Yo, pues, soy de parecer que no hay acto de amor más perfecto en la oración, que gozarse en la alegría infinita del Señor. Esta es la continua preocupación de los bienaventurados en el cielo, de modo que el que a menudo se goza en la alegría del Señor, empieza ya desde ahora, a experimentar parte de las delicias de que se verá colmado en el paraíso.
Este contento que es el que constituye el paraíso, será aumentado por el esplendor de aquella ciudad de Dios, por la hermosura de sus habitantes y sobre todo por la presencia de la Reina de los Cielos, más bella que el paraíso entero, y por la de Jesucristo, cuya belleza sobrepujará infinitamente la belleza de María.

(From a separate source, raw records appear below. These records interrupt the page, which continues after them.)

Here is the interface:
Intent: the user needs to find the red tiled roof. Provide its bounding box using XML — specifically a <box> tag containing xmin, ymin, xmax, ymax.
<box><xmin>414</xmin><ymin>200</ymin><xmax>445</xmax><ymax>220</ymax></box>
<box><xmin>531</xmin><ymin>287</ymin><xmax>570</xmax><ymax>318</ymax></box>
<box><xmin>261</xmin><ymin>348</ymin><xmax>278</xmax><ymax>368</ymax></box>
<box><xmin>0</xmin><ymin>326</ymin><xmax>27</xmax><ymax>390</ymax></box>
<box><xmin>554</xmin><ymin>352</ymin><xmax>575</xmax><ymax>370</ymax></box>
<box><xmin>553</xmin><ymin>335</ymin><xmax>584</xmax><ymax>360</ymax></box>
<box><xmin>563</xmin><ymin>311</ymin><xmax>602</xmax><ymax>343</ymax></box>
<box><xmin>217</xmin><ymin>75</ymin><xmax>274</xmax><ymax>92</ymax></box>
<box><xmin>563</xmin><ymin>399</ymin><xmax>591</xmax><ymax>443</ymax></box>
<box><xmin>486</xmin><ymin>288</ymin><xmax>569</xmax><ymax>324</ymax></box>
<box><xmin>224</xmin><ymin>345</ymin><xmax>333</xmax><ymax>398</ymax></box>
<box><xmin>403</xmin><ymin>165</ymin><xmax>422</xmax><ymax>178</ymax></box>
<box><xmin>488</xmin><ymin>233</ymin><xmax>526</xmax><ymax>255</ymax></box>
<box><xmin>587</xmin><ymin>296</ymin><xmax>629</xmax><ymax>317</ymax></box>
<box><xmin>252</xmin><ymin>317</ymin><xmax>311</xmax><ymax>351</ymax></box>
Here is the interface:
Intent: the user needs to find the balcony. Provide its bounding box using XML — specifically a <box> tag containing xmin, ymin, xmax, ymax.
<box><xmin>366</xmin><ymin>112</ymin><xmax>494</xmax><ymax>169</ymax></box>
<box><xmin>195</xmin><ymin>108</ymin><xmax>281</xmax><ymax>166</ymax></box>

El júbilo de los elegidos aumentará aún con el recuerdo de los peligros que cada uno habrá corrido de perder tan inmensa bienaventuranza. Cuáles serán las gracias que dirigirán al Señor aquéllos que habiendo merecido el infierno por sus pecados, se encontrarán en aquel lugar de delicias, desde donde contemplarán a sus plantas tantos otros que por pecados menores que los suyos, arderán en el fuego del infierno. Se encontrarán salvos, seguros de que jamás perderán a Dios, llamados a gozar eternamente de aquellas supremas delicias, de aquellos placeres que no cansarán, jamás. Por vehementes y grandes que sean los placeres de la tierra acaban por cansarnos; pero los gozos del paraíso, cuanto más se gustarán, más serán apetecidos, de modo que los elegidos se verán saciados con tantos placeres, sin dejar de desearlos siempre; y cuantos más recibirán,más les quedarán por recibir, deseando siempre y quedando siempre satisfechos.
Los cánticos melodiosos que entonan los santos en el cielo para dar gracias a Dios por su felicidad se llaman cánticos nuevos, porque las delicias del cielo parecerán siempre tan nuevas, como la primera vez. Se gozarán siempre, se pedirán sin cesar y se obtendrán sin interrupción.
Con razón decía San Agustín que para conseguir tan eterna beatitud, sería necesario que trabajásemos eternamente. ¿Qué son, pues las penitencias y las oraciones de los anacoretas? ¿Qué han hecho los Santos con abandonar las riquezas, las posesiones y hasta las coronas y los cetros: y los mártires en arrostrar los potros, los hierros ardientes y la muerte cruel para obtener el paraíso? Poco, o casi nada. Pero este poco ha bastado.
Procuremos llevar sin queja la cruz que nos envía el Señor porque todos nuestros padecimientos se trocarán un día en eternos gozos. Cuando las enfermedades, las penas, los reveses nos agobien, levantemos los ojos al cielo y digamos: Todas estas penas acabarán algún día y después de este día, gozaré para siempre de la presencia de Dios. No desfallezcamos; suframos con paciencia; despreciemos el mundo y cuanto él puede darnos. Dichoso el que en la hora de la muerte podrá decir con santa Agueda: Recibid, Señor, mi alma a la que habéis apartado del amor a lo terreno otorgándole en cambio el vuestro. Sufrámoslo todo, despreciemos las criaturas; Jesús nos aguarda con la corona en las manos para consagrarnos reyes del cielo si le somos fieles.
Pero ¿cómo podré yo, Jesús mío, aspirar a tan grande felicidad, yo que por las cosas terrenas he renunciado tantas veces al paraíso y con soberbia planta he ultrajado vuestra santa gracia? Pero vuestra preciosa sangre me infunde valor para esperar el paraíso después de haber merecido tantas veces el infierno, porque quisisteis morir en una cruz para dar el paraíso a los que sin esto jamás hubieran sido dignos de él. Redentor mío, Dios mío, no quiero volver a perderos. Dadme fuerza para seros fiel: Venga a nos él tu reino. Por los méritos de vuestra sangre, permitid que algún día pueda yo también introducirme en vuestro reino: mientras llega la hora de mi muerte, haced que cumpla en todo vuestra santa voluntad. Hágase tu voluntad. Este es el mayor bien, el verdadero paraíso de los que os aman en este mundo. ¡Almas afortunadas que sabéis amar a Dios,mientras vivamos en este valle de lágrimas, suspiremos siempre por el paraíso!